Each function \(f\) is exactly equal to a two layer network where all the weights equal to one, there is no bias term, but each activation function (that is, one of the \(\Phi_j\) or \(\phi_{i,j}\)) may be different and has to be learned individually. While this sounds extremely promising, you might be wondering at this point why we did not have an AI revolution in 1956, when this theorem was originally published. The answer is that these activation functions can, in practice, be wild and almost impossible to learn from data. Z. Liu et al write:

Because of this pathological behavior, the Kolmogorov-Arnold representation theorem was basically sentenced to death in machine learning, regarded as theoretically sound but practically useless.

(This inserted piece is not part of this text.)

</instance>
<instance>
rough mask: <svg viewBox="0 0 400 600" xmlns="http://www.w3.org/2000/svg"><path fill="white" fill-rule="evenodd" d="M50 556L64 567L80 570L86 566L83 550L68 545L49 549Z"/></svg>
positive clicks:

Kolmogorov–Arnold networks #

In 2024, an act of clemency for the theorem finally arrived. The article KAN: Kolmogorov–Arnold Networks suggested two minor modifications to the original construction: use splines to approximate the activation functions, and allow networks to be deeper than two layers. Amazingly, this seems to work. KANs learn from data remarkably well. There are several possible projects:

  • Begin by proving any of the several versions of the Kolmogorov-Arnold Representation Theorem. Then describe a KAN and reconcile the theory which inspired their construction with Liu’s implementation. You may have to learn about B-splines along the way, but that would be time well-spent. You can choose to finish by showing how well a KAN is able to learn from real data, perhaps by fitting a data set not yet studied by someone else.

  • Even though the article introducing KANs is very recent, there is a decently-sized library of work about this construction. Choose one of the articles from this repository and summarize it as part of your project. You may focus on theory or apply the work to some data. The risk in doing the latter is having to rely on janky GitHub code.